I agree with Omar Al Zabir on high availability web sites:
Do: Use Storage Area Network (SAN)
Why: Performance, scalability,
reliability and extensibility. SAN is
the ultimate storage solution. SAN is
a giant box running hundreds of disks
inside it. It has many disk
controllers, many data channels, many
cache memories. You have ultimate
flexibility on RAID configuration,
adding as many disks you like in a
RAID, sharing disks in multiple RAID
configurations and so on. SAN has
faster disk controllers, more parallel
processing power and more disk cache
memory than regular controllers that
you put inside a server. So, you get
better disk throughput when you use
SAN over local disks. You can increase
and decrease volumes on-the-fly, while
your app is running and using the
volume. SAN can automatically mirror
disks and upon disk failure, it
automatically brings up the mirrors
disks and reconfigures the RAID.
Full article is at CodeProject.
Because I don't personally have the budget for a SAN right now, I rely on option 1 (ROBOCOPY) from your post. But the files that I'm saving are not unique and can be recreated automatically if they die for some reason so absolute fault-tolerance is necessary in my case.
I suppose it depends on the type of download volume that you would be seeing. I am storing files in a SQL Server 2005 Image column with great success. We don't see heavy demand for these files, so performance is really not that big of an issue in our particular situation.
One of the benefits of storing the files in the database is that it makes disaster recovery a breeze. It also becomes much easier to manage file permissions as we can manage that on the database.
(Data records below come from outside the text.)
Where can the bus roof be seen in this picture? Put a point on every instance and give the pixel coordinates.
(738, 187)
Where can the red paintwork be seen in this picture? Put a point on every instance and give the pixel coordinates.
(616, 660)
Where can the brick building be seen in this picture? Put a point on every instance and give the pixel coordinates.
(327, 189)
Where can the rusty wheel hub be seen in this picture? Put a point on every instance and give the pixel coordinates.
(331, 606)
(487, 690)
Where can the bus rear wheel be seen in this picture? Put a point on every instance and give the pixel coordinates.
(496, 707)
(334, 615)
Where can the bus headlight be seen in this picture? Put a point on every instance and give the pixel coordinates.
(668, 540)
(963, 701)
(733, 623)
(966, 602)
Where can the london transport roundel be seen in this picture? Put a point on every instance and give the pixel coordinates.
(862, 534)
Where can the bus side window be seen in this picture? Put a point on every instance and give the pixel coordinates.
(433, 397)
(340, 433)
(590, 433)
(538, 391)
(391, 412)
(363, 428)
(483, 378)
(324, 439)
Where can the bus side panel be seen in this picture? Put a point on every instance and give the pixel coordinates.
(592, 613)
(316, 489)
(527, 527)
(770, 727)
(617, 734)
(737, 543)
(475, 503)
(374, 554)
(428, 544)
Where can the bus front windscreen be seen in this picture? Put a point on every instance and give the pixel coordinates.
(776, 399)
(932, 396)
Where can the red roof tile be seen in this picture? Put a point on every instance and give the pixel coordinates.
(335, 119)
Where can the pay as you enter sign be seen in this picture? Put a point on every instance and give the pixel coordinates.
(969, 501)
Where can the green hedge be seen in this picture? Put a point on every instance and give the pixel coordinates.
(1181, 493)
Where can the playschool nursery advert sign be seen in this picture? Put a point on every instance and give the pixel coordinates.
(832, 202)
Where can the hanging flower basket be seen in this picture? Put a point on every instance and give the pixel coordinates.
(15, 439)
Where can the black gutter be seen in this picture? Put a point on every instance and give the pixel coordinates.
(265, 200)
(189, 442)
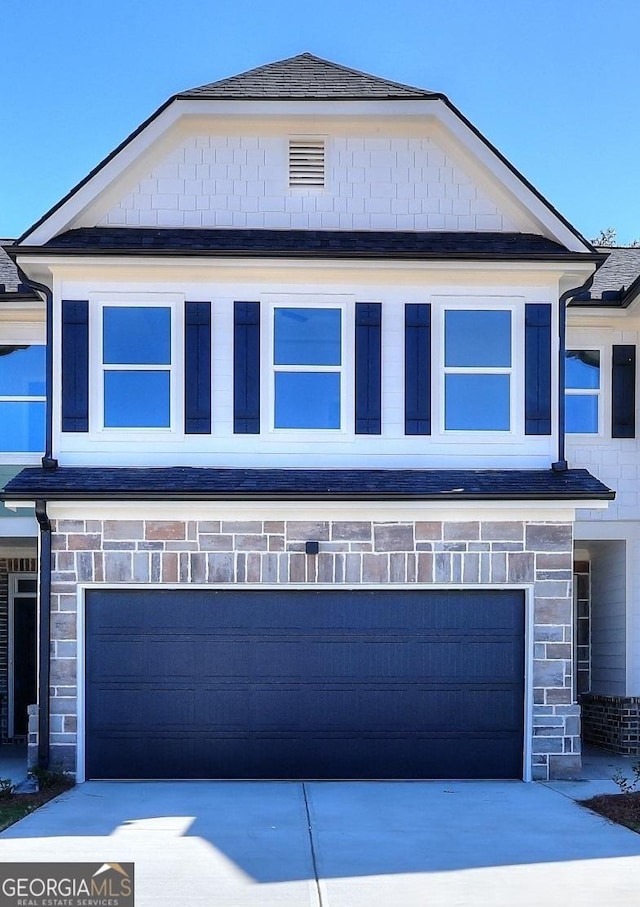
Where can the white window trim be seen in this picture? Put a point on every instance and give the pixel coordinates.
(22, 456)
(346, 304)
(515, 305)
(97, 429)
(599, 393)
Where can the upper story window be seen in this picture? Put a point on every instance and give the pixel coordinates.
(582, 391)
(22, 399)
(136, 366)
(477, 370)
(308, 367)
(306, 163)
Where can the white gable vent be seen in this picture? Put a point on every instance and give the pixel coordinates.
(306, 163)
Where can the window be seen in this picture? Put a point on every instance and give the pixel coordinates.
(22, 399)
(136, 356)
(306, 163)
(582, 391)
(307, 367)
(477, 370)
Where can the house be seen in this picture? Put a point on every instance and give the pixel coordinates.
(304, 506)
(22, 406)
(602, 338)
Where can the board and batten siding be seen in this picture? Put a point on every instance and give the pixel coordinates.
(608, 617)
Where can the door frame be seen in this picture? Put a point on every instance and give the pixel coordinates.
(526, 589)
(11, 655)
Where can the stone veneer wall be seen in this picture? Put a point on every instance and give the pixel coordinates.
(611, 723)
(114, 552)
(8, 565)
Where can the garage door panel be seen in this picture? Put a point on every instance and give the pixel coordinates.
(149, 705)
(294, 684)
(263, 756)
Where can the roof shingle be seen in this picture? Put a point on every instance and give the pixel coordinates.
(309, 243)
(309, 77)
(190, 483)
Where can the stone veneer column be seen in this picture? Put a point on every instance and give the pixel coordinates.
(506, 553)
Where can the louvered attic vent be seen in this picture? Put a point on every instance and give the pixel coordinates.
(306, 163)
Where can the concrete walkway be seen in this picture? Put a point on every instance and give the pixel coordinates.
(347, 844)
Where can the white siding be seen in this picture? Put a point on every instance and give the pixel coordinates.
(372, 184)
(608, 617)
(615, 461)
(306, 449)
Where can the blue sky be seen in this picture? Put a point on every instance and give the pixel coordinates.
(554, 84)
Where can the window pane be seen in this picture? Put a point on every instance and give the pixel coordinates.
(22, 427)
(22, 371)
(139, 335)
(136, 400)
(307, 400)
(477, 402)
(307, 336)
(582, 369)
(581, 413)
(477, 339)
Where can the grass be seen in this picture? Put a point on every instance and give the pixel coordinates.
(14, 807)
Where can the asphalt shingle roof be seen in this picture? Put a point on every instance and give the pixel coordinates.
(619, 271)
(8, 272)
(305, 76)
(617, 281)
(191, 483)
(309, 243)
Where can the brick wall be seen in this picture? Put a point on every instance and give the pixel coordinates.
(611, 723)
(372, 183)
(351, 552)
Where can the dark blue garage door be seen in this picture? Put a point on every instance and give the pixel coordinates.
(304, 684)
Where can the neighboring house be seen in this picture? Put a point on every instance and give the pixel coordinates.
(602, 339)
(22, 406)
(304, 505)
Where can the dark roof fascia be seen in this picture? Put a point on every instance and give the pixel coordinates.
(110, 484)
(328, 254)
(625, 300)
(516, 172)
(103, 163)
(19, 297)
(133, 135)
(435, 96)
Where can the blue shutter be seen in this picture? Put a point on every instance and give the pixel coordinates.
(246, 368)
(368, 368)
(417, 369)
(197, 368)
(75, 365)
(623, 392)
(537, 369)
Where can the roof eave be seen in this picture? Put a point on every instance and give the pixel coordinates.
(160, 495)
(559, 257)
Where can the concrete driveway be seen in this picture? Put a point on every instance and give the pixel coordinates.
(325, 844)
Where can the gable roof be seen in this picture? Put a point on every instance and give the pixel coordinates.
(8, 273)
(306, 78)
(309, 77)
(617, 283)
(10, 283)
(265, 243)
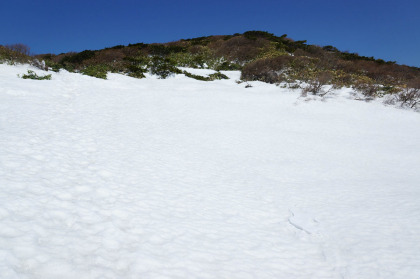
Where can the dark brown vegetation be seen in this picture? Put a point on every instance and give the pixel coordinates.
(259, 55)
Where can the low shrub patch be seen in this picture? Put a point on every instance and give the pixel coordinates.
(33, 75)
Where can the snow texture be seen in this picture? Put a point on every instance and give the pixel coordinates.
(179, 178)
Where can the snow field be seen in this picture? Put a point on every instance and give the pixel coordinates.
(178, 178)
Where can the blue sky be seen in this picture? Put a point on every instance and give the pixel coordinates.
(385, 29)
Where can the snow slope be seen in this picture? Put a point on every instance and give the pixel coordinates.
(178, 178)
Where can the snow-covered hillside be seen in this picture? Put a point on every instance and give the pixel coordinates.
(178, 178)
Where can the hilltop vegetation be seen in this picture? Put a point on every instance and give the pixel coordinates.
(258, 55)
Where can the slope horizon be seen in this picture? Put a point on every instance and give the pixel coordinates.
(383, 29)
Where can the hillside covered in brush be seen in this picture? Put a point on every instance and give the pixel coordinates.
(259, 55)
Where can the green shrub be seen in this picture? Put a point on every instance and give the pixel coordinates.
(211, 77)
(98, 71)
(78, 58)
(218, 75)
(228, 66)
(33, 75)
(163, 67)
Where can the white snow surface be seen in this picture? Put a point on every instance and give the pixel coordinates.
(178, 178)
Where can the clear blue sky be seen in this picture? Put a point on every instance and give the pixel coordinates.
(385, 29)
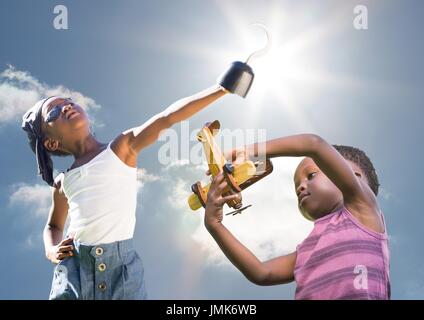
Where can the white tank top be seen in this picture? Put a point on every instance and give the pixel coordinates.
(102, 199)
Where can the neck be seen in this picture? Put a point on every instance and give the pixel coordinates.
(87, 145)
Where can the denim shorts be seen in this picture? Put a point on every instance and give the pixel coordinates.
(109, 271)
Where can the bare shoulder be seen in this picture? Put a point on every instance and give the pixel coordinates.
(366, 210)
(121, 147)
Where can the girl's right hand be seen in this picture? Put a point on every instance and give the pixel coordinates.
(215, 201)
(61, 251)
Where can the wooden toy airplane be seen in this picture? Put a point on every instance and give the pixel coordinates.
(238, 176)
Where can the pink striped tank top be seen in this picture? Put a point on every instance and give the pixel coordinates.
(342, 259)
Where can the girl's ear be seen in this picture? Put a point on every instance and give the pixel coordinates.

Windows Server has a File Replication Service that I would not recommend. We have used that for some time and it has caused alot of headaches.
DFS is probably the easiest solution to setup, although depending on the reliability of your network this can become un-synchronized at times, which requires you to break the link, and re-sync, which is quite painful to be honest.
Given the above, I would be inclined to use a SQL Server storage solution, as this reduces the complexity of your system, rather then increases it.
Do some tests to see if performance will be an issue first.